[原子力産業新聞] 2002年6月13日 第2140号 <3面>

[ボルセラ原発] 早期閉鎖延期で合意

5月31日付けのオランダの複数の主要な新聞で、次期政権の中核を担う三政党が「前政権による脱原子力政策を見直す」ことで原則的な合意に達したと報じられていたことが明かになった。

同国では5月15日の総選挙で150議席の過半数にあたる合計93議席をキリスト教民主党(CDA)、自由党(VVD)、およびフォルタイン党(LPF)の3党が獲得。中道右派政権を樹立すべく現在組閣作業中だが、前政権が2003年までとしていたボルセラ原子力発電所(48万キロワット、PWR)の早期閉鎖計画を根本的に見直し、同炉の操業を少なくとも2007年まで許すほか、可能性としては設計運転寿命の2013年まで操業させることも視野に入れるということで合意に達したと伝えられている。

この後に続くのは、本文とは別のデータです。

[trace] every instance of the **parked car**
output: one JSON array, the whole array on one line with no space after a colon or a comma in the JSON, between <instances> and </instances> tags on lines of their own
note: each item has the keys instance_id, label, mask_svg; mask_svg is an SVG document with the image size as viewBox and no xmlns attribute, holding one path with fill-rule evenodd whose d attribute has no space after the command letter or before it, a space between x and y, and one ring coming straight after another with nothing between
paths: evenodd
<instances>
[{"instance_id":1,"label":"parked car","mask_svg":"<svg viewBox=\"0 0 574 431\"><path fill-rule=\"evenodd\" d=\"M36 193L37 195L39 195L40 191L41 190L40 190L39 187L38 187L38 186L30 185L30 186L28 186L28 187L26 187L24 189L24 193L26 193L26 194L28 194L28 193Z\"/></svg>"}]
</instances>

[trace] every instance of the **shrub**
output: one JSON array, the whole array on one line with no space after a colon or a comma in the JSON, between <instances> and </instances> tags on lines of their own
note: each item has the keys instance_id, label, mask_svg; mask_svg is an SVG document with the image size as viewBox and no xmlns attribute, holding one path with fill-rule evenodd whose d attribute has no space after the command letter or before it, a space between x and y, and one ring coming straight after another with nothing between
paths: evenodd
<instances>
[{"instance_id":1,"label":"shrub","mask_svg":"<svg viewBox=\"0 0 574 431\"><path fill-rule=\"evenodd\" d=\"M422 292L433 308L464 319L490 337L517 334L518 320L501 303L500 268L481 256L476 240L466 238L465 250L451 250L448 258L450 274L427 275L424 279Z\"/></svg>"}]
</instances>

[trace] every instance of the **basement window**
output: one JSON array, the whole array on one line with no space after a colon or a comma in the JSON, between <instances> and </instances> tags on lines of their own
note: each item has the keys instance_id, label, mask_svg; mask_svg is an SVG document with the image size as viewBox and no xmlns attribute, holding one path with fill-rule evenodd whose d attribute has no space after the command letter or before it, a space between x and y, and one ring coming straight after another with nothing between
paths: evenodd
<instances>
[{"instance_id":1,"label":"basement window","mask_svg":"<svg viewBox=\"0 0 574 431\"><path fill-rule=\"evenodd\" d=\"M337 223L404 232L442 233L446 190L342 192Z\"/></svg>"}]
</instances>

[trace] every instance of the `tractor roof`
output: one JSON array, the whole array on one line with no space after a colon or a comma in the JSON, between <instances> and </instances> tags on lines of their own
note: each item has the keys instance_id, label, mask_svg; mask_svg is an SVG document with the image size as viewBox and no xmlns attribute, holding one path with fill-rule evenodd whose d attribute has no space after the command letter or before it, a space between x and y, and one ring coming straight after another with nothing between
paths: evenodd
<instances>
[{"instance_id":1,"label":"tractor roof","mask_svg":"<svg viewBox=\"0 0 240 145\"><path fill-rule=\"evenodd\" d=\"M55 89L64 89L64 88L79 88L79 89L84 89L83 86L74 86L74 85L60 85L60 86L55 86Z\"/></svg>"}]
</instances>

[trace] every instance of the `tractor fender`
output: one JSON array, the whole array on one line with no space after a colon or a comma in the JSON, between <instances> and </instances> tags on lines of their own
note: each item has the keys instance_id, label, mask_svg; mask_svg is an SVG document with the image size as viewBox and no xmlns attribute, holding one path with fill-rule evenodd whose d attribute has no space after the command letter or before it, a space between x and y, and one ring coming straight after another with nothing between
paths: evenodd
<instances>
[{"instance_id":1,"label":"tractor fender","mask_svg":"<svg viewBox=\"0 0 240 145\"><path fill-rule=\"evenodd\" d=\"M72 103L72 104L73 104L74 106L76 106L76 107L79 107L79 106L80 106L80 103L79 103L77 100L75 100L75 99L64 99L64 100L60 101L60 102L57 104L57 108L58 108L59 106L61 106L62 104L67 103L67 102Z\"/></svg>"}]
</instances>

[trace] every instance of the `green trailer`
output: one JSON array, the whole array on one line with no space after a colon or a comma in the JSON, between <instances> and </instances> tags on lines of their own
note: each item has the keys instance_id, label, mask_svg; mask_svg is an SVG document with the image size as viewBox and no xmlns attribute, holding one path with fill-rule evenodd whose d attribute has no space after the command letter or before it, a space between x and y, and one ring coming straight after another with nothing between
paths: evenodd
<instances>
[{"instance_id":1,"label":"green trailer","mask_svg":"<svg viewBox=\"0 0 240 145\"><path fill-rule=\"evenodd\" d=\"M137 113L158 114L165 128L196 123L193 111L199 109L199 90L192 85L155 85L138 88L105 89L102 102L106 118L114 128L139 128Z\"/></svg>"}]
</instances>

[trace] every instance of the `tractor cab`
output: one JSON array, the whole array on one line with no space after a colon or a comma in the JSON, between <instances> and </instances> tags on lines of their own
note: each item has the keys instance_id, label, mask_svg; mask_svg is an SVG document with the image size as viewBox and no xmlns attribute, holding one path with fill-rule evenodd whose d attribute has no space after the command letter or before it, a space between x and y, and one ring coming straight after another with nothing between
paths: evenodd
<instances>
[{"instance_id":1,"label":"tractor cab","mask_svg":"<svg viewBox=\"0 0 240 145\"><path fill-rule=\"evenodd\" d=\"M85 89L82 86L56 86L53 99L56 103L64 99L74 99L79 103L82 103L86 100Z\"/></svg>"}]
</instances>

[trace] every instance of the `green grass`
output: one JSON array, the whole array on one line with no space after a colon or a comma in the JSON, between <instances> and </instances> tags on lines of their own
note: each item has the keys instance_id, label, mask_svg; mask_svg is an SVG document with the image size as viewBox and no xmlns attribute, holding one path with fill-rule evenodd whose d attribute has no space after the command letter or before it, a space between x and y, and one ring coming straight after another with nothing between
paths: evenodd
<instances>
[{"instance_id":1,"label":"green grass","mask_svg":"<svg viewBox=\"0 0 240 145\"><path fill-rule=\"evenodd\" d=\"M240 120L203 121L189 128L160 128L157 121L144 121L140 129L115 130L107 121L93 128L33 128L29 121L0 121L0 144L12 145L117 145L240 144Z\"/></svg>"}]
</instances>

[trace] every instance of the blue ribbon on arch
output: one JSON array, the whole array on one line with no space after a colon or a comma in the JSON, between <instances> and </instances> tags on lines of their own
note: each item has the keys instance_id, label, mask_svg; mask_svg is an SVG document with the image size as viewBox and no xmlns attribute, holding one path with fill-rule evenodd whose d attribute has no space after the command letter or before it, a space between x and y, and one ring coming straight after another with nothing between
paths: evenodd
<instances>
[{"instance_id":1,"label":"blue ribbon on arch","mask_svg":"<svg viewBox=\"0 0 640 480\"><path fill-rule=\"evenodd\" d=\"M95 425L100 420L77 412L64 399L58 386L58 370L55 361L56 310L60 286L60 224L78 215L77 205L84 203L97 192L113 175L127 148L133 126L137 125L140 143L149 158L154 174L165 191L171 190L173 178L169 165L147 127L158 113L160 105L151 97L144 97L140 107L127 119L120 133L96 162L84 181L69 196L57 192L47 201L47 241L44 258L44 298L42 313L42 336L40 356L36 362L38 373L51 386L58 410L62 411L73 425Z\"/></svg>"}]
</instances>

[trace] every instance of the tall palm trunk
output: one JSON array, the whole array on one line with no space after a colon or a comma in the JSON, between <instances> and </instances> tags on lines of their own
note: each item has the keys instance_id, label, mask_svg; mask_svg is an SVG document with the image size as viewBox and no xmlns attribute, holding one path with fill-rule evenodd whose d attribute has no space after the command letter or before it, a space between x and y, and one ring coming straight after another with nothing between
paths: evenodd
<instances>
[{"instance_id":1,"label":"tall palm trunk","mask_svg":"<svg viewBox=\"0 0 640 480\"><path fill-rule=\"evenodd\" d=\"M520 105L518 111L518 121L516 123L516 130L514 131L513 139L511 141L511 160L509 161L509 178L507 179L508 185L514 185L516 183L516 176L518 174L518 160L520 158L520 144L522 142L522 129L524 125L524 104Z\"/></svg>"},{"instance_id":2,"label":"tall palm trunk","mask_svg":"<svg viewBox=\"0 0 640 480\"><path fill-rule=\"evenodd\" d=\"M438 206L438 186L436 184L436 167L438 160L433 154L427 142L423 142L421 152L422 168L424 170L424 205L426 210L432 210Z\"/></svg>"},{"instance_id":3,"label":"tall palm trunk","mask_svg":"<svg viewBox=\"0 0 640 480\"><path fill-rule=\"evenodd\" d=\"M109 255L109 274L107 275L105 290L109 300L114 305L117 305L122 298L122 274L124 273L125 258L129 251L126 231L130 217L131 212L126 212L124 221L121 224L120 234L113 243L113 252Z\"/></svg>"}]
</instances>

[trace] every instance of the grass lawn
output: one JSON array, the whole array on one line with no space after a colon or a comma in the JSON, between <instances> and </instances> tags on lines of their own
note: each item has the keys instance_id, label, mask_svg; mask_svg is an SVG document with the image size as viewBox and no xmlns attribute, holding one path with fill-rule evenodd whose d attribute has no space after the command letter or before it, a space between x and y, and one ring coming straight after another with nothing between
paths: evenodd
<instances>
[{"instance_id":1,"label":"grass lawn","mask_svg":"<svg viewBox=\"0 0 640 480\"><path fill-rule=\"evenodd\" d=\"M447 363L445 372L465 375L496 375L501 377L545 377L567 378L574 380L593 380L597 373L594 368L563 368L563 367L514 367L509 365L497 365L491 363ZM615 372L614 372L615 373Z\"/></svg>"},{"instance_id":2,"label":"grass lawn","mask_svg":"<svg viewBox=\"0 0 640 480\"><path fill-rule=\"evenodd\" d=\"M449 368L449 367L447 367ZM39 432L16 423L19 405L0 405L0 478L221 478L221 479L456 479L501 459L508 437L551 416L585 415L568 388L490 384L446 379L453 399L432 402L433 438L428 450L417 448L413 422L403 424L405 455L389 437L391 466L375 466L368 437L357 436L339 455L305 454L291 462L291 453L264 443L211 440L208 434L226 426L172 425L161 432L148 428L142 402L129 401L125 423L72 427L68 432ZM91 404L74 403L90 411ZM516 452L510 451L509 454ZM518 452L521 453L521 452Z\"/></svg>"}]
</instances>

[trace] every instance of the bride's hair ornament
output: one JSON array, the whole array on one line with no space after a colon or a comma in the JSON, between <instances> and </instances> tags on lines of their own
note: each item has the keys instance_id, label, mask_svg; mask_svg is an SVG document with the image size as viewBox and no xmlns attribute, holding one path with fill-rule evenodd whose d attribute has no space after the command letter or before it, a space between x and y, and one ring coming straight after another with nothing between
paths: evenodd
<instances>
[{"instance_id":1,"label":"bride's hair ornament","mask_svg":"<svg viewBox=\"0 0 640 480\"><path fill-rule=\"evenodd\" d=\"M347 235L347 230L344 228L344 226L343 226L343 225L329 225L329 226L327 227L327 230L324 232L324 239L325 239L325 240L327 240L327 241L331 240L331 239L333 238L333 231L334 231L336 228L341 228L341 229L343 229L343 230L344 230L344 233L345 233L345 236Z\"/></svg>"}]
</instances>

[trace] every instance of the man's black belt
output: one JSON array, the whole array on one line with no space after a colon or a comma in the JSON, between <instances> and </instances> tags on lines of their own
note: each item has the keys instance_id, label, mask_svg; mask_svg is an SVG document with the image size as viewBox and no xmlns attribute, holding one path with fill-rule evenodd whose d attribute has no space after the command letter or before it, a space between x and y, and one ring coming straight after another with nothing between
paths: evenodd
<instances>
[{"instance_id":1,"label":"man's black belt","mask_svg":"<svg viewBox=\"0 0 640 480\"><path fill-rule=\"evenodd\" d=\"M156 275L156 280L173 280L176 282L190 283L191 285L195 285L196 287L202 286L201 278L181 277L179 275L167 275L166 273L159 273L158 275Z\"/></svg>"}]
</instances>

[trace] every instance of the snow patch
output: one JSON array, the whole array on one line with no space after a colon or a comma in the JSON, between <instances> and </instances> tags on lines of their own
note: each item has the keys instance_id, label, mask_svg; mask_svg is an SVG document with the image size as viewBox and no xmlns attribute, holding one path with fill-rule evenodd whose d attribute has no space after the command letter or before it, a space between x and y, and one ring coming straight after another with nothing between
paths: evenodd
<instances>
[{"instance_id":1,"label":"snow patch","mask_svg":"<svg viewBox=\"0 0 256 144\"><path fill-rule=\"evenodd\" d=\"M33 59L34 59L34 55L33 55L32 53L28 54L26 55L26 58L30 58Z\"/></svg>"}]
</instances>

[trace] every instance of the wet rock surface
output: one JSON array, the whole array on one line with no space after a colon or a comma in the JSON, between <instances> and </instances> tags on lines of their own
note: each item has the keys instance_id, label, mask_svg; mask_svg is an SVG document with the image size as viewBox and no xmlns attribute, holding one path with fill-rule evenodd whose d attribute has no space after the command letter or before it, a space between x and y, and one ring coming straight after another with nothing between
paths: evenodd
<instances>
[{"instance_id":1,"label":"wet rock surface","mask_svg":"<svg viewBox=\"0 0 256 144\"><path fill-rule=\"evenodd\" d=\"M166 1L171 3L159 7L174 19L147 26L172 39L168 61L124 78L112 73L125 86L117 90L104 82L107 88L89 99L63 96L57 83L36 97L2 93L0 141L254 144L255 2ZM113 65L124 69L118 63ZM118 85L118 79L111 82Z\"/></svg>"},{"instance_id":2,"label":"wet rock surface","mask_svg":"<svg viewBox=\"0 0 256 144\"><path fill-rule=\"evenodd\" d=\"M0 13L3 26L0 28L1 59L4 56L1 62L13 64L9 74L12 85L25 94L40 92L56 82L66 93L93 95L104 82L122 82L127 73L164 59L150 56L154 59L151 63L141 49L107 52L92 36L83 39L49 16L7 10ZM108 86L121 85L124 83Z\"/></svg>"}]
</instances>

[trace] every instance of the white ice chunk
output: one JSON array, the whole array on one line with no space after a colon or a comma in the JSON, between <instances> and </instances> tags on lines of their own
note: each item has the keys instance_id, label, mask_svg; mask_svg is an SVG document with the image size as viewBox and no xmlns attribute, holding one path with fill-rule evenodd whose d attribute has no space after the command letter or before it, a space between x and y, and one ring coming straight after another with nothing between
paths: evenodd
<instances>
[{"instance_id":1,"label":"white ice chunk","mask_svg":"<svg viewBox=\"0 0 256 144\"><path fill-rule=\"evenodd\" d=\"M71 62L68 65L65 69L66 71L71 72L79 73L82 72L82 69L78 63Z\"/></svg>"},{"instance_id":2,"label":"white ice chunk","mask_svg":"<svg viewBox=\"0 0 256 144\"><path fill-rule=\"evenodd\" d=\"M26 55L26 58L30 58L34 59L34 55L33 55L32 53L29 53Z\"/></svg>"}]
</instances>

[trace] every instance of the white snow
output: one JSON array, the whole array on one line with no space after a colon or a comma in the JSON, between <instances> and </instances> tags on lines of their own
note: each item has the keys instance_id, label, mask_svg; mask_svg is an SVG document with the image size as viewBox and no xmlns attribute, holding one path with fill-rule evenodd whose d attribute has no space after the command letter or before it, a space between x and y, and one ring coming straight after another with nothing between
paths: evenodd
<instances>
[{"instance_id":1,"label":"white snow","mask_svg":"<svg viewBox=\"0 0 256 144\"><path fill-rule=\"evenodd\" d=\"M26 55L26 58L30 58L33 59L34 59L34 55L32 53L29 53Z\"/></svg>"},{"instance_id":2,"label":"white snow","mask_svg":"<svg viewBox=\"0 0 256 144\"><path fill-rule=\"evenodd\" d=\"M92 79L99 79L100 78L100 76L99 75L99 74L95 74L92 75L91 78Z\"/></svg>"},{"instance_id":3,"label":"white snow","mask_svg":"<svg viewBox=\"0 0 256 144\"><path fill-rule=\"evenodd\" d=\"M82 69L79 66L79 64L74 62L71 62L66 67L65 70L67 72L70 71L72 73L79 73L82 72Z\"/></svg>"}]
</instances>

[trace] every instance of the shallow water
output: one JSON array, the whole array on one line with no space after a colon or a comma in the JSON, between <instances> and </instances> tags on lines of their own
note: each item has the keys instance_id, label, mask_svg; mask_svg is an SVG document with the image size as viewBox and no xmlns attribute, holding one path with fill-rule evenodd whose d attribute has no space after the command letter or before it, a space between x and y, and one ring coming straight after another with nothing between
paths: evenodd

97年末に経済的な理由でドーデバルト原子炉力発電所が閉鎖されて以来、ボルセラ発電所はオランダで唯一稼動する原子力発電所となった。94年の議会票決により運開後31年目にあたる2003年末時点で早期閉鎖することが決定していたが、97年の総合改良工事により安全性および稼動実績が大幅に改善されたことからどう発電所従業員らは運転の延長を政府に陳情。2003年3月には最高裁判所が「早期閉鎖は違法」との裁定を下したものの、前政権は断固これに対抗する構えを見せていた。

新政権の組閣はさらに4〜6週間を要すると見られているほか、新政権による最終政策宣言を実際に実施するには議会の承諾が必要。ただし、現在係争中の民事裁判で同発電所に有利な判断が示されたとしても、新政権が上訴する可能性は低いと産業界では予想している。